There is a thin semigloss polyurethane film finish on the top. The soundboard is also protected by a thin clear pickguard. I like to promote the tonal response of the ukulele without sacrificing its durability. I tap tune the plates throughout the building process listening for the best tone I can produce. 

The linings are laminated in place and carved. They make for a solid connection between the top and back. The neck is held on with two bolts in threaded inserts. One is on the inside and one goes through a strap button on the neck heel on the outside. There is a reinforced sound port on the upper bout acting as a monitor for the player.

The strings are PHDs with a GHS wound low G. This Mun ebony, Sitka spruce tenor comes with a hard case. $4200

Mun Ebony

Like other wood I've used for many of my recent ukuleles, I've had this back and side set for many years. It's Mun ebony which is a Southeast Asian wood noted for its warm brown background with black or greenish streaks.

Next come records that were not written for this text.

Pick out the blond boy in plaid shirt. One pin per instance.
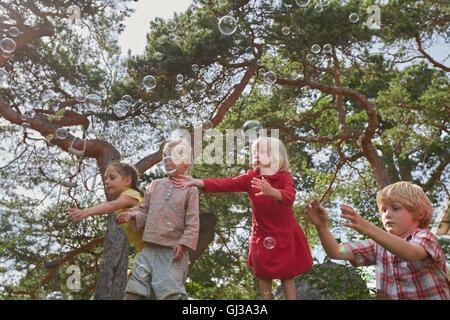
(409, 262)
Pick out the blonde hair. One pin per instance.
(127, 170)
(411, 196)
(276, 150)
(174, 147)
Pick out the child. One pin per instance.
(121, 182)
(409, 261)
(278, 247)
(171, 220)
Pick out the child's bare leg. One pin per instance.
(265, 285)
(289, 288)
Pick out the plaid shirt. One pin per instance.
(398, 279)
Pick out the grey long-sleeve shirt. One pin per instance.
(170, 215)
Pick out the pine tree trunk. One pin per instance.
(112, 278)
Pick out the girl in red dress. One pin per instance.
(278, 247)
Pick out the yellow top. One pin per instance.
(134, 237)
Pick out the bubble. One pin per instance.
(13, 32)
(318, 8)
(342, 249)
(171, 25)
(173, 37)
(56, 295)
(8, 45)
(149, 82)
(295, 75)
(29, 114)
(359, 259)
(90, 133)
(80, 94)
(227, 25)
(252, 124)
(93, 102)
(270, 77)
(127, 98)
(48, 95)
(353, 17)
(3, 78)
(141, 271)
(207, 125)
(327, 48)
(315, 48)
(121, 108)
(269, 242)
(169, 165)
(301, 3)
(61, 133)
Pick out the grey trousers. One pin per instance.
(156, 277)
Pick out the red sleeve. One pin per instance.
(287, 190)
(236, 184)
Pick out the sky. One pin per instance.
(138, 24)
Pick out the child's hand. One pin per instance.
(76, 214)
(177, 252)
(124, 217)
(357, 222)
(316, 213)
(183, 181)
(263, 186)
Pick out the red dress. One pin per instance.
(291, 255)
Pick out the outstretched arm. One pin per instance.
(124, 201)
(319, 217)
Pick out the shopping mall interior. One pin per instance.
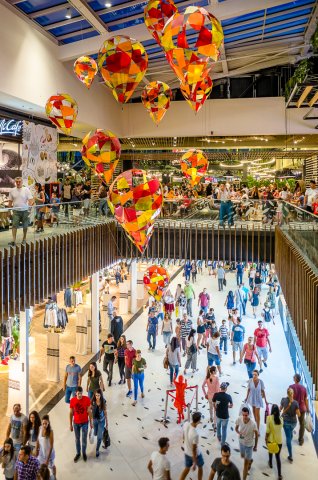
(158, 185)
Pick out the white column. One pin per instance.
(24, 360)
(95, 312)
(133, 286)
(123, 298)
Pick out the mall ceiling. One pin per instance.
(258, 33)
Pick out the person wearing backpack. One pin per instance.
(274, 438)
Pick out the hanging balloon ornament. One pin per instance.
(136, 202)
(191, 40)
(62, 110)
(122, 62)
(101, 152)
(85, 68)
(156, 15)
(156, 97)
(156, 281)
(197, 93)
(194, 165)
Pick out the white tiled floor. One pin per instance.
(135, 431)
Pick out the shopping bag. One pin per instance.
(308, 423)
(91, 436)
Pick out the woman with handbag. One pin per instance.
(99, 417)
(173, 359)
(290, 411)
(192, 352)
(274, 439)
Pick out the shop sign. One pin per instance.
(10, 128)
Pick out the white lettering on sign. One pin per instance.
(10, 127)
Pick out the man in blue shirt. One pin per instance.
(237, 338)
(152, 330)
(239, 273)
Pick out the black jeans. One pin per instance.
(121, 367)
(278, 462)
(108, 367)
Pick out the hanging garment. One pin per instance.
(68, 297)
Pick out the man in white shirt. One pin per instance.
(310, 195)
(193, 456)
(159, 465)
(20, 199)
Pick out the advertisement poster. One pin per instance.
(39, 154)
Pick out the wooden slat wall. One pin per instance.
(30, 274)
(193, 241)
(299, 282)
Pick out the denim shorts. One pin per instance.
(246, 452)
(213, 359)
(262, 352)
(189, 460)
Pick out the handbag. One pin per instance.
(308, 423)
(106, 438)
(91, 436)
(165, 363)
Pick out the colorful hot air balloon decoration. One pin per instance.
(194, 165)
(156, 98)
(101, 152)
(122, 62)
(156, 281)
(85, 68)
(156, 15)
(62, 110)
(136, 201)
(197, 93)
(189, 52)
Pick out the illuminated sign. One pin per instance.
(10, 128)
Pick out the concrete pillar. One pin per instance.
(95, 312)
(123, 298)
(133, 286)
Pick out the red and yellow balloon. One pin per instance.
(197, 93)
(194, 165)
(62, 110)
(136, 201)
(101, 152)
(122, 62)
(156, 97)
(156, 281)
(85, 68)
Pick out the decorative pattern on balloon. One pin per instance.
(194, 165)
(197, 93)
(85, 68)
(156, 97)
(122, 62)
(156, 15)
(101, 152)
(136, 201)
(62, 110)
(156, 281)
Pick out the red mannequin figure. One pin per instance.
(179, 403)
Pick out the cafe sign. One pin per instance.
(10, 128)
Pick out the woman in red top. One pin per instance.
(249, 354)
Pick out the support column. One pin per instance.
(133, 286)
(95, 312)
(123, 298)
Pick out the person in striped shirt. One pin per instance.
(224, 335)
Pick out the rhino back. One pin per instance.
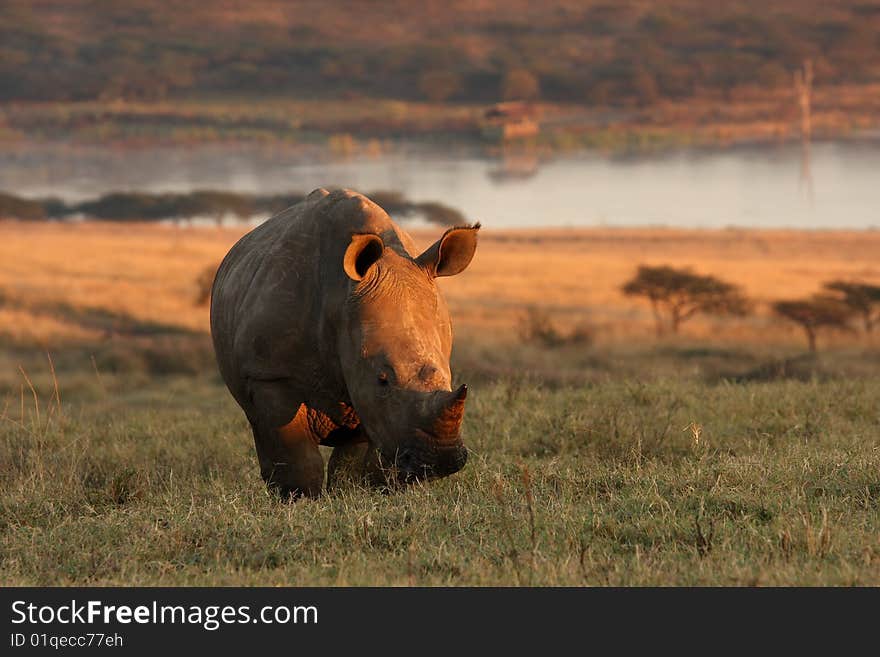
(278, 293)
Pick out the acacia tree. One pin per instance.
(676, 295)
(864, 300)
(814, 314)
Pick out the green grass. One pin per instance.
(670, 481)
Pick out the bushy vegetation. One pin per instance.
(676, 295)
(597, 52)
(139, 206)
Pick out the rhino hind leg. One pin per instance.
(290, 461)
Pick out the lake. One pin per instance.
(755, 186)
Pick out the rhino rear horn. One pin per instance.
(448, 422)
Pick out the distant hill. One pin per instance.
(600, 52)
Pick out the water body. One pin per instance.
(768, 186)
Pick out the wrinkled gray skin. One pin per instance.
(329, 330)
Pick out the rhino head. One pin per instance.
(395, 343)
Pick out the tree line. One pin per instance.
(139, 206)
(598, 52)
(676, 295)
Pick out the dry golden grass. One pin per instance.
(51, 275)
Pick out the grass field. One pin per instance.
(724, 456)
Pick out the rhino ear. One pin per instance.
(452, 253)
(361, 254)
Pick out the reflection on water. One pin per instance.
(756, 186)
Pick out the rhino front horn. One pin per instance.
(451, 414)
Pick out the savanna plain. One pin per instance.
(601, 454)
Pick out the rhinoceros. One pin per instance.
(330, 330)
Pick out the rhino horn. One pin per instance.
(451, 413)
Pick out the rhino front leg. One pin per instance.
(290, 461)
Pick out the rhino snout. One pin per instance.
(423, 462)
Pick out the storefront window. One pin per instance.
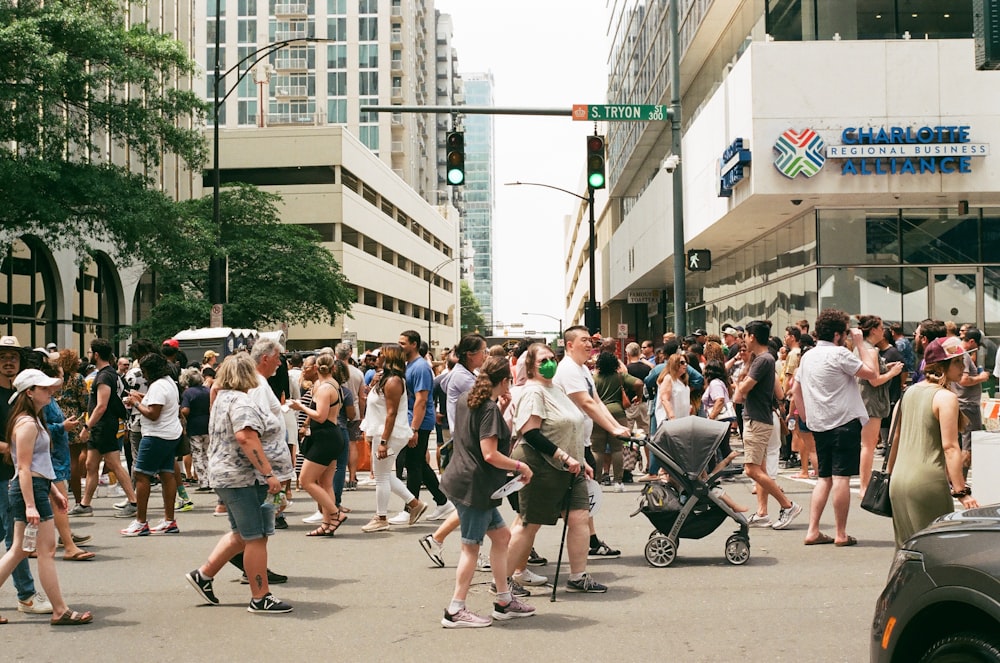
(27, 289)
(939, 236)
(854, 237)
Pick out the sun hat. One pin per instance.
(944, 349)
(29, 378)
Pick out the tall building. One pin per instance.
(477, 220)
(347, 55)
(833, 155)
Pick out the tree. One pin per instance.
(472, 316)
(73, 75)
(277, 272)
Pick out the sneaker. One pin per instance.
(36, 604)
(376, 524)
(586, 584)
(512, 610)
(127, 512)
(417, 512)
(401, 518)
(165, 527)
(272, 578)
(515, 587)
(603, 551)
(202, 585)
(268, 604)
(433, 549)
(136, 529)
(534, 559)
(464, 619)
(441, 511)
(529, 578)
(786, 516)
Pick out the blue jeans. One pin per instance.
(340, 474)
(23, 581)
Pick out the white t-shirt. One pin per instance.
(168, 425)
(572, 378)
(829, 390)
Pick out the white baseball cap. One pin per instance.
(29, 378)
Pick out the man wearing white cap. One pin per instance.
(10, 365)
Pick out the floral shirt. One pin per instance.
(228, 466)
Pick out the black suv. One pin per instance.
(942, 600)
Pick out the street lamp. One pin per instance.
(430, 282)
(592, 309)
(551, 317)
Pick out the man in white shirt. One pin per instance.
(827, 397)
(576, 381)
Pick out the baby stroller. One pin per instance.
(689, 507)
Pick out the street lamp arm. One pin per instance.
(549, 186)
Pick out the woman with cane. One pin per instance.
(551, 429)
(479, 467)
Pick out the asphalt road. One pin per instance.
(376, 596)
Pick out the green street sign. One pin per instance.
(620, 113)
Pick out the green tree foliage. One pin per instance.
(74, 78)
(472, 315)
(277, 272)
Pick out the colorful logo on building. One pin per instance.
(799, 152)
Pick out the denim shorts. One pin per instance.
(249, 516)
(474, 523)
(41, 489)
(156, 455)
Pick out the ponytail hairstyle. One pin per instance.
(493, 371)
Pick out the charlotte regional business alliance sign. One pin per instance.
(892, 150)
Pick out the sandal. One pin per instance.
(72, 618)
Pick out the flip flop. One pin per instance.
(80, 556)
(73, 618)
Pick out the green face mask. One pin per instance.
(547, 369)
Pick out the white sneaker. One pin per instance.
(401, 518)
(36, 604)
(529, 578)
(441, 511)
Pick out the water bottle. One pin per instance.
(30, 537)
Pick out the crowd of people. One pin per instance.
(542, 427)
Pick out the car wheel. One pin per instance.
(964, 648)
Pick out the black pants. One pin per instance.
(418, 472)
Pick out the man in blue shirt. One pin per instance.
(419, 387)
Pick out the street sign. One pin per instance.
(620, 113)
(699, 260)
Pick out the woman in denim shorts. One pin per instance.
(478, 467)
(31, 491)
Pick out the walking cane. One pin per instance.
(562, 542)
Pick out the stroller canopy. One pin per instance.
(691, 442)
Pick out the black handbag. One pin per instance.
(876, 499)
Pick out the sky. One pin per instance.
(543, 54)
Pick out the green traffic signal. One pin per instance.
(595, 162)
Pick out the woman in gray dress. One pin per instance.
(926, 456)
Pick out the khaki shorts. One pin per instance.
(756, 437)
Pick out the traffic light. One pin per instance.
(455, 148)
(595, 162)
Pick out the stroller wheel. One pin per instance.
(737, 550)
(660, 551)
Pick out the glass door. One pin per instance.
(956, 294)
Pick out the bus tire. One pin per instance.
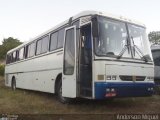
(62, 99)
(13, 84)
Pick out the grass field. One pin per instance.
(30, 102)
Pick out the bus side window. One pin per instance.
(8, 58)
(45, 42)
(38, 47)
(60, 38)
(21, 54)
(53, 41)
(17, 55)
(14, 56)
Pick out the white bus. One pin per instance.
(92, 55)
(156, 58)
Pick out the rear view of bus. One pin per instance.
(123, 65)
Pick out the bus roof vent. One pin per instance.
(85, 20)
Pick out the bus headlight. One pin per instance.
(111, 77)
(149, 78)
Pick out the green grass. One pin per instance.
(31, 102)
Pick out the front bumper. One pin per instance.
(123, 89)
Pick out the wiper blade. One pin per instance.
(142, 55)
(122, 52)
(139, 51)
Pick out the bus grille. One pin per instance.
(131, 78)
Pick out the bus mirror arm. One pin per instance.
(94, 27)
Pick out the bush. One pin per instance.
(2, 70)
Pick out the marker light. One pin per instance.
(108, 77)
(100, 77)
(113, 77)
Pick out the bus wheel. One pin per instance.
(13, 84)
(62, 99)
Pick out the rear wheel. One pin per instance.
(59, 94)
(13, 84)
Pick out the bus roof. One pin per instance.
(82, 14)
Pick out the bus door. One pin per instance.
(69, 83)
(85, 71)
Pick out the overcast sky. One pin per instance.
(25, 19)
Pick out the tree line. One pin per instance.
(8, 44)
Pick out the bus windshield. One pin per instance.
(113, 39)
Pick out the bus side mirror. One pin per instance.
(94, 27)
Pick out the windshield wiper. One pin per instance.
(124, 49)
(122, 52)
(139, 51)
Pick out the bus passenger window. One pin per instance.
(39, 44)
(21, 53)
(45, 41)
(60, 38)
(53, 42)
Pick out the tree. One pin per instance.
(8, 44)
(154, 37)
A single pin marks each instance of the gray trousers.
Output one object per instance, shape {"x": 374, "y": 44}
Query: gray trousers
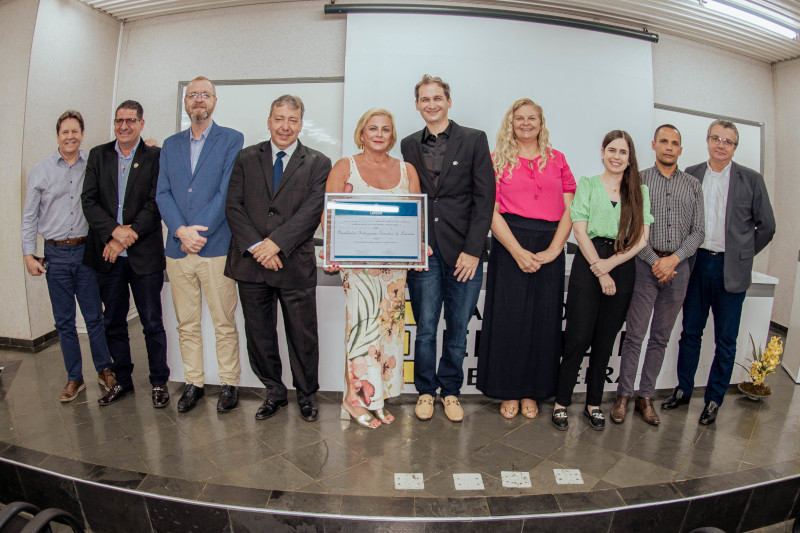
{"x": 664, "y": 301}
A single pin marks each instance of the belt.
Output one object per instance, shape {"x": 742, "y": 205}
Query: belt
{"x": 67, "y": 242}
{"x": 711, "y": 252}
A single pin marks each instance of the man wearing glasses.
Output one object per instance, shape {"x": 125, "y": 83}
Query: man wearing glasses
{"x": 194, "y": 172}
{"x": 126, "y": 247}
{"x": 738, "y": 224}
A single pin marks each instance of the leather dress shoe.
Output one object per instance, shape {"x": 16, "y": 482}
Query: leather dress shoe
{"x": 645, "y": 406}
{"x": 106, "y": 378}
{"x": 269, "y": 408}
{"x": 160, "y": 396}
{"x": 309, "y": 411}
{"x": 560, "y": 419}
{"x": 620, "y": 409}
{"x": 676, "y": 399}
{"x": 71, "y": 390}
{"x": 709, "y": 414}
{"x": 228, "y": 398}
{"x": 116, "y": 393}
{"x": 596, "y": 419}
{"x": 191, "y": 395}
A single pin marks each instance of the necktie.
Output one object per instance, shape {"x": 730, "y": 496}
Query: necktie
{"x": 277, "y": 171}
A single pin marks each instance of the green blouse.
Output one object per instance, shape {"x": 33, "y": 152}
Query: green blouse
{"x": 591, "y": 204}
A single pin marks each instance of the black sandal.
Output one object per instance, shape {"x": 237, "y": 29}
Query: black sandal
{"x": 560, "y": 419}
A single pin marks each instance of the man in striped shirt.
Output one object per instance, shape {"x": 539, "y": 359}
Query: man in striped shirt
{"x": 662, "y": 272}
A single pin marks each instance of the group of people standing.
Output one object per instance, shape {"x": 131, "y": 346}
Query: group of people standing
{"x": 246, "y": 217}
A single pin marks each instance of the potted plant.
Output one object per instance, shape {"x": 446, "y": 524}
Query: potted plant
{"x": 763, "y": 363}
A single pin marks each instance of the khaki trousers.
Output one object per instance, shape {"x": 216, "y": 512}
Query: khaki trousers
{"x": 190, "y": 278}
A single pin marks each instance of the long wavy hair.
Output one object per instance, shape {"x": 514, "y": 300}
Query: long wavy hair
{"x": 507, "y": 147}
{"x": 631, "y": 217}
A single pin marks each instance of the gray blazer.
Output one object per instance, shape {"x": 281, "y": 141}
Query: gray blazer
{"x": 749, "y": 223}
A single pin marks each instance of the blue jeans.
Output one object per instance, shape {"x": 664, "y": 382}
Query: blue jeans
{"x": 67, "y": 279}
{"x": 707, "y": 291}
{"x": 429, "y": 291}
{"x": 146, "y": 291}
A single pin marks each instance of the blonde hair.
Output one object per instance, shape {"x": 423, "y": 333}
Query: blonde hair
{"x": 362, "y": 123}
{"x": 507, "y": 147}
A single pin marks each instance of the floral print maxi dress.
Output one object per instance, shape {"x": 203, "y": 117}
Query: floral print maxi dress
{"x": 375, "y": 319}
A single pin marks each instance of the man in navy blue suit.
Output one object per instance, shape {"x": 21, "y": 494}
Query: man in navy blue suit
{"x": 194, "y": 172}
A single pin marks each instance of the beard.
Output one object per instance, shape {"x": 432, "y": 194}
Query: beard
{"x": 199, "y": 114}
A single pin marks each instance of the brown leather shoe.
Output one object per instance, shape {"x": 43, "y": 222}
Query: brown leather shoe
{"x": 106, "y": 378}
{"x": 620, "y": 409}
{"x": 424, "y": 408}
{"x": 71, "y": 390}
{"x": 452, "y": 408}
{"x": 645, "y": 406}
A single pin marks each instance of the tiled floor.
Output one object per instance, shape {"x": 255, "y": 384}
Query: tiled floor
{"x": 193, "y": 454}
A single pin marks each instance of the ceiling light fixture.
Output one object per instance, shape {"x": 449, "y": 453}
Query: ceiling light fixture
{"x": 751, "y": 14}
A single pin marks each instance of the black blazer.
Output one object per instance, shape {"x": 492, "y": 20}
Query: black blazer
{"x": 461, "y": 207}
{"x": 288, "y": 216}
{"x": 100, "y": 200}
{"x": 749, "y": 223}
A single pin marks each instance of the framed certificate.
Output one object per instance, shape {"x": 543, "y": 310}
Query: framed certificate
{"x": 376, "y": 230}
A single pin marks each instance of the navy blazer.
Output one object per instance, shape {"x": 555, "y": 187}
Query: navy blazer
{"x": 749, "y": 223}
{"x": 100, "y": 200}
{"x": 197, "y": 199}
{"x": 461, "y": 206}
{"x": 288, "y": 216}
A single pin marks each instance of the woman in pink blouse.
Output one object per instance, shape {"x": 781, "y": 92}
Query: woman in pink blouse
{"x": 520, "y": 342}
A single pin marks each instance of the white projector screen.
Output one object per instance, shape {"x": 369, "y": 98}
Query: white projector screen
{"x": 588, "y": 83}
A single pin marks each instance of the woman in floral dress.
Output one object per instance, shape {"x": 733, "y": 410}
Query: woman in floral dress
{"x": 375, "y": 298}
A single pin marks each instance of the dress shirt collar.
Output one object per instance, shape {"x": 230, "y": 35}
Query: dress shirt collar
{"x": 726, "y": 172}
{"x": 447, "y": 131}
{"x": 659, "y": 173}
{"x": 203, "y": 135}
{"x": 289, "y": 151}
{"x": 59, "y": 158}
{"x": 130, "y": 156}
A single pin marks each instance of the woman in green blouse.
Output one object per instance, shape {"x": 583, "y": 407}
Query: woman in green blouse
{"x": 611, "y": 220}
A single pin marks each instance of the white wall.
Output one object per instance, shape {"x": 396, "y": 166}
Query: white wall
{"x": 17, "y": 20}
{"x": 72, "y": 63}
{"x": 289, "y": 40}
{"x": 702, "y": 78}
{"x": 283, "y": 40}
{"x": 783, "y": 261}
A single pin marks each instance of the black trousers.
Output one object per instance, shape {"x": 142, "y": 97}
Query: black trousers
{"x": 260, "y": 309}
{"x": 146, "y": 290}
{"x": 593, "y": 321}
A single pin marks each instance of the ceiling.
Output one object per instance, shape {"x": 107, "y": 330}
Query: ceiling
{"x": 682, "y": 18}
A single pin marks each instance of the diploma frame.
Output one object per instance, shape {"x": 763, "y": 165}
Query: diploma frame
{"x": 375, "y": 230}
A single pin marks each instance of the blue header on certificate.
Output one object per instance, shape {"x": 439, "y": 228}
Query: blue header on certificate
{"x": 396, "y": 209}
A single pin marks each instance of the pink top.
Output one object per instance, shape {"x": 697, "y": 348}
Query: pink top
{"x": 534, "y": 194}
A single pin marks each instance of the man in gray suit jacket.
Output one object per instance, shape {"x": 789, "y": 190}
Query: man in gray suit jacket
{"x": 272, "y": 214}
{"x": 738, "y": 224}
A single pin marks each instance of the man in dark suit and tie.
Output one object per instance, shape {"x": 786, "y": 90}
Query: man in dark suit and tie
{"x": 738, "y": 224}
{"x": 194, "y": 172}
{"x": 126, "y": 247}
{"x": 455, "y": 171}
{"x": 274, "y": 204}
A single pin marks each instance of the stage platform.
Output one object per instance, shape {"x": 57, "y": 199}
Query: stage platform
{"x": 130, "y": 467}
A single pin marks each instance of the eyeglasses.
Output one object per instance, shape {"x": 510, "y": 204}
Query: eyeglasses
{"x": 717, "y": 140}
{"x": 202, "y": 96}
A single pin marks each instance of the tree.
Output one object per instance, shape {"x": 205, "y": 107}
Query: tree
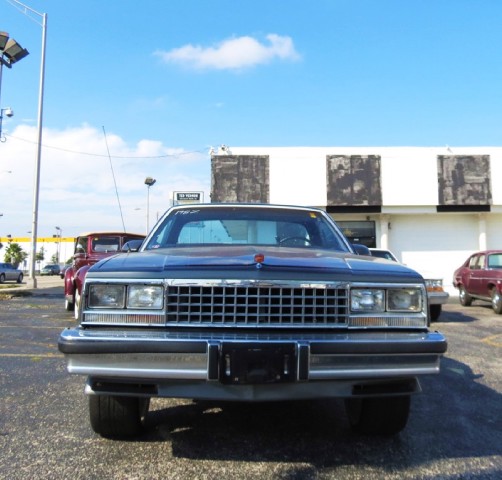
{"x": 14, "y": 254}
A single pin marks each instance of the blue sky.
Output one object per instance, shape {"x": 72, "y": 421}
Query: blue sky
{"x": 166, "y": 80}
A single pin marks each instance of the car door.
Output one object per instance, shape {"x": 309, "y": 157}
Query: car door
{"x": 477, "y": 274}
{"x": 10, "y": 273}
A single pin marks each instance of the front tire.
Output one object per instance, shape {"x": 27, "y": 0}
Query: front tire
{"x": 496, "y": 301}
{"x": 115, "y": 416}
{"x": 379, "y": 415}
{"x": 464, "y": 298}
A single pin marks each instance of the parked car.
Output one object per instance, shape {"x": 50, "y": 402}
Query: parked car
{"x": 63, "y": 270}
{"x": 89, "y": 249}
{"x": 250, "y": 302}
{"x": 435, "y": 291}
{"x": 9, "y": 273}
{"x": 480, "y": 278}
{"x": 50, "y": 270}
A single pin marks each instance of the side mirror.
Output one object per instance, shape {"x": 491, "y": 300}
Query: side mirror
{"x": 131, "y": 246}
{"x": 361, "y": 249}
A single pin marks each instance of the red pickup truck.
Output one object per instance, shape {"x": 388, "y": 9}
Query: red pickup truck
{"x": 480, "y": 278}
{"x": 89, "y": 249}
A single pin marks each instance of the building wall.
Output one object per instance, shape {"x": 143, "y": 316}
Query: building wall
{"x": 432, "y": 206}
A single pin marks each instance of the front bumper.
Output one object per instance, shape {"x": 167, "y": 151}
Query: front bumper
{"x": 249, "y": 366}
{"x": 437, "y": 298}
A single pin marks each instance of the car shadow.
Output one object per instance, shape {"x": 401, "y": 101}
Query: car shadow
{"x": 455, "y": 417}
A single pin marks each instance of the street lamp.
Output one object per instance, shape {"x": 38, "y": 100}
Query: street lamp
{"x": 59, "y": 234}
{"x": 17, "y": 54}
{"x": 10, "y": 53}
{"x": 149, "y": 181}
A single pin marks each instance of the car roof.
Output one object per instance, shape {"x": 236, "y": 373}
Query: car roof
{"x": 246, "y": 205}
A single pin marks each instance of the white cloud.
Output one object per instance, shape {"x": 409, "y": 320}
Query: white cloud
{"x": 77, "y": 190}
{"x": 234, "y": 53}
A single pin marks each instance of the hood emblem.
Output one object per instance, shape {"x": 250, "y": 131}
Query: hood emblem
{"x": 259, "y": 258}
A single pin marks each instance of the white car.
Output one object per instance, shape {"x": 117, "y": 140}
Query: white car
{"x": 435, "y": 292}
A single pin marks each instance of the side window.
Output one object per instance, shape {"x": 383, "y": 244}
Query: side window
{"x": 81, "y": 245}
{"x": 495, "y": 261}
{"x": 105, "y": 244}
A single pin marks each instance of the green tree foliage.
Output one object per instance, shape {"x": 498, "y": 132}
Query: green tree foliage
{"x": 15, "y": 254}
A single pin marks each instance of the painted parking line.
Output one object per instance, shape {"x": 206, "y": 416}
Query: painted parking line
{"x": 31, "y": 355}
{"x": 493, "y": 340}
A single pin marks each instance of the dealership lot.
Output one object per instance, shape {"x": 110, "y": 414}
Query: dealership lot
{"x": 455, "y": 428}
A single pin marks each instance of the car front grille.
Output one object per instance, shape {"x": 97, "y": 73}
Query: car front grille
{"x": 247, "y": 306}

Like other ebonies it promotes a glassy response which is strong on fundamentals and sustain. The striking looks of this set are a bonus and I had plenty of wood for fret markers and head and back plates. The finish is a minimal penetrating oil and urethane varnish but the ebony probably doesn't need much of anything to look good. An occasional light application of Renaissance Microcrystaline Wax is all it needs.

I used Sitka spruce for the top. This set has a unique varied ray fleck pattern unlike most Sitka. Like the ebony Sitka also promotes the fundamentals and has plenty of headroom for aggressive play. I purchased a billet from a Canadian logger years ago and resawed it into several sets.

The neck is from some black walnut I've used for other instruments. I think it adds to the masculine look of this tenor. Walnut is an underrated neck wood.